As such, the investor ratings service deemed the attack as “credit negative,” given the “hospital's exposure to ransomware attacks,” said the authors of the report, Adam Hardi, CFA, vice president and senior analyst, and Steven Libretti, analyst. “This is despite its efforts over the last few years to mitigate cyber risk. However, the hospital’s immediate and transparent public disclosure helps balance the risk.”
Impacts on healthcare and financial security notwithstanding, the attack on the Toronto children’s hospital shows the extent to which cyber criminals are willing to go to benefit illegally and the continued vulnerability of critical infrastructure such as hospitals.
“The attack highlights the importance of strong cyber practices to help prevent future attacks,” Hardi and Libretti stated. “In addition to the costs resulting from the impact on operations, ransomware attacks also expose entities to increased costs from ransom payments, forensic efforts to identify the point of entry and the extent of systems affected, and equipment replacement. In terms of longer-term risks, ransomware attacks can also lead to added regulatory scrutiny, litigation, and a need to boost investment in securing a company's digital systems.”
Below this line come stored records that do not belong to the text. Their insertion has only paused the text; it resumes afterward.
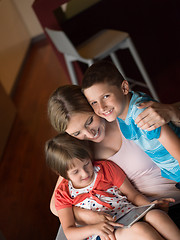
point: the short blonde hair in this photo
(64, 102)
(62, 149)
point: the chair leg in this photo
(117, 63)
(141, 68)
(71, 71)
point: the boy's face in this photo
(109, 101)
(81, 173)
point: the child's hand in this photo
(154, 116)
(106, 230)
(86, 217)
(163, 203)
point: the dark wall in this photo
(154, 27)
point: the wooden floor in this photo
(25, 182)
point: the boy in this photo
(109, 95)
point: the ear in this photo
(125, 87)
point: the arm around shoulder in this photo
(170, 141)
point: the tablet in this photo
(134, 215)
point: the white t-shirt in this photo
(143, 173)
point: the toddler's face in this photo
(108, 101)
(81, 173)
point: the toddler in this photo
(109, 95)
(100, 186)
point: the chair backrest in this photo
(62, 42)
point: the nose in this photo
(84, 173)
(102, 106)
(89, 132)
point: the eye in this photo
(106, 96)
(75, 172)
(89, 121)
(93, 103)
(76, 134)
(87, 163)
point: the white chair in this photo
(105, 43)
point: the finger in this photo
(145, 104)
(143, 115)
(169, 199)
(115, 224)
(110, 218)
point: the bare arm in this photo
(158, 114)
(170, 141)
(132, 194)
(52, 203)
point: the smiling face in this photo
(108, 101)
(81, 173)
(86, 126)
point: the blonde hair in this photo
(64, 102)
(62, 149)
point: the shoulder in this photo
(136, 99)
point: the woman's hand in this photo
(163, 203)
(86, 217)
(105, 230)
(157, 114)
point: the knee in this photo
(140, 228)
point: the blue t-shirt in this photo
(148, 140)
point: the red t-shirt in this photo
(109, 175)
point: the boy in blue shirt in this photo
(109, 95)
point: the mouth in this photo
(97, 134)
(107, 113)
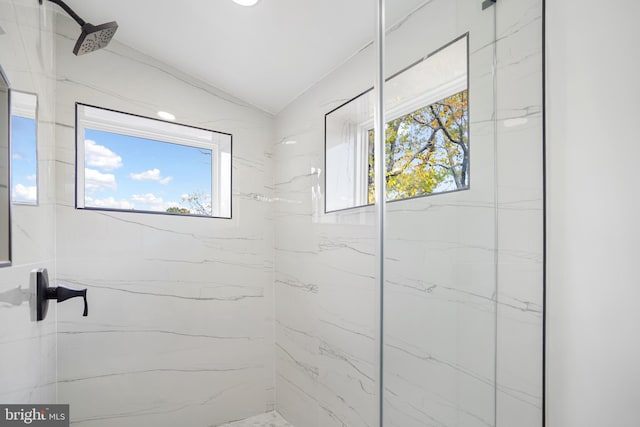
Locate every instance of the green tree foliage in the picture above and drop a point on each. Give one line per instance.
(198, 203)
(176, 209)
(427, 150)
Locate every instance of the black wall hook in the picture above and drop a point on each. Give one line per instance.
(44, 293)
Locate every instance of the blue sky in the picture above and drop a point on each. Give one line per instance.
(24, 162)
(126, 172)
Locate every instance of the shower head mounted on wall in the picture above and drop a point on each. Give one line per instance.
(92, 37)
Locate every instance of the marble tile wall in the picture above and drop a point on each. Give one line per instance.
(463, 296)
(520, 213)
(325, 271)
(28, 349)
(180, 325)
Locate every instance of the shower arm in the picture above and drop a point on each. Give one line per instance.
(67, 9)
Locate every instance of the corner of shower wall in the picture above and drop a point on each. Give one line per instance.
(28, 348)
(520, 210)
(180, 327)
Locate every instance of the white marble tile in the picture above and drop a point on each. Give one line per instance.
(455, 264)
(270, 419)
(28, 348)
(180, 327)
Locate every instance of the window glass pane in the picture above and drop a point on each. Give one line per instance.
(24, 158)
(125, 171)
(426, 137)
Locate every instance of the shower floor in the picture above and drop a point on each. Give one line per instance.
(270, 419)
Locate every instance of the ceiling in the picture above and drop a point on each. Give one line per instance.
(266, 54)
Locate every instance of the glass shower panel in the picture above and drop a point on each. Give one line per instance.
(439, 310)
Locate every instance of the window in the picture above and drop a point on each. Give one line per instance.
(132, 163)
(24, 153)
(426, 138)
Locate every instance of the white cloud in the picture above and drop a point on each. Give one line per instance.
(151, 202)
(151, 175)
(100, 156)
(25, 194)
(96, 181)
(109, 202)
(147, 199)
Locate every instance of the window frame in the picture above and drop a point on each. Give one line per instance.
(157, 135)
(21, 110)
(406, 107)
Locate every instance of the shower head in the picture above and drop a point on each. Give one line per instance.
(92, 37)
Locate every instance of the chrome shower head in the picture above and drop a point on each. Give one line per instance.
(92, 37)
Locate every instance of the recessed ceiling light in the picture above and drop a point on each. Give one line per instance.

Moreover, 18 days after the attack, the hospital only had 80% of its priority systems back online-although the facility stressed that “there was no evidence of data being accessed or taken or any effects on personal information or personal health information.”
Going into 2023, Moody's warned that nonprofit hospitals are at “very high risk” of cyber attacks, and the risk of cyber attack against all kinds of hospitals will continue to increase.
“The risk of cyberattack against hospitals continues to grow, with ransomware attacks among the most prevalent types,” the ratings company said. “The number of attacks on non-children's hospitals is increasing, while the attacks themselves are becoming predominantly of ransomware-type. We also see this trend in the United States, where the CommonSpirit and Saint Joseph hospitals were recently attacked by a ransomware. As the demanded ransom is usually in the millions of dollars, or the effects and remedial costs are significant if ransom is not paid, these attacks represent high credit risk.”
Ransomware is expected to be the most prevalent form of cyber warfare against hospitals and other critical infrastructure, Moody's noted.
And although cyber attacks were not the reported cause of the nationwide outage of the Federal Aviation Administration’s (FAA’s) Notice to Air Missions System that grounded and delayed flights across America on January 11—and the FAA is conducting a “thorough review” to determine the root cause—Moody's pointed to the risks of over-dependence on such systems.
“The outage highlights how the minute-to-minute operations of U.S. airports and the U.S. aviation sectors rely on systems that are outside of their control and are exposed to cyber risks,” the ratings company said.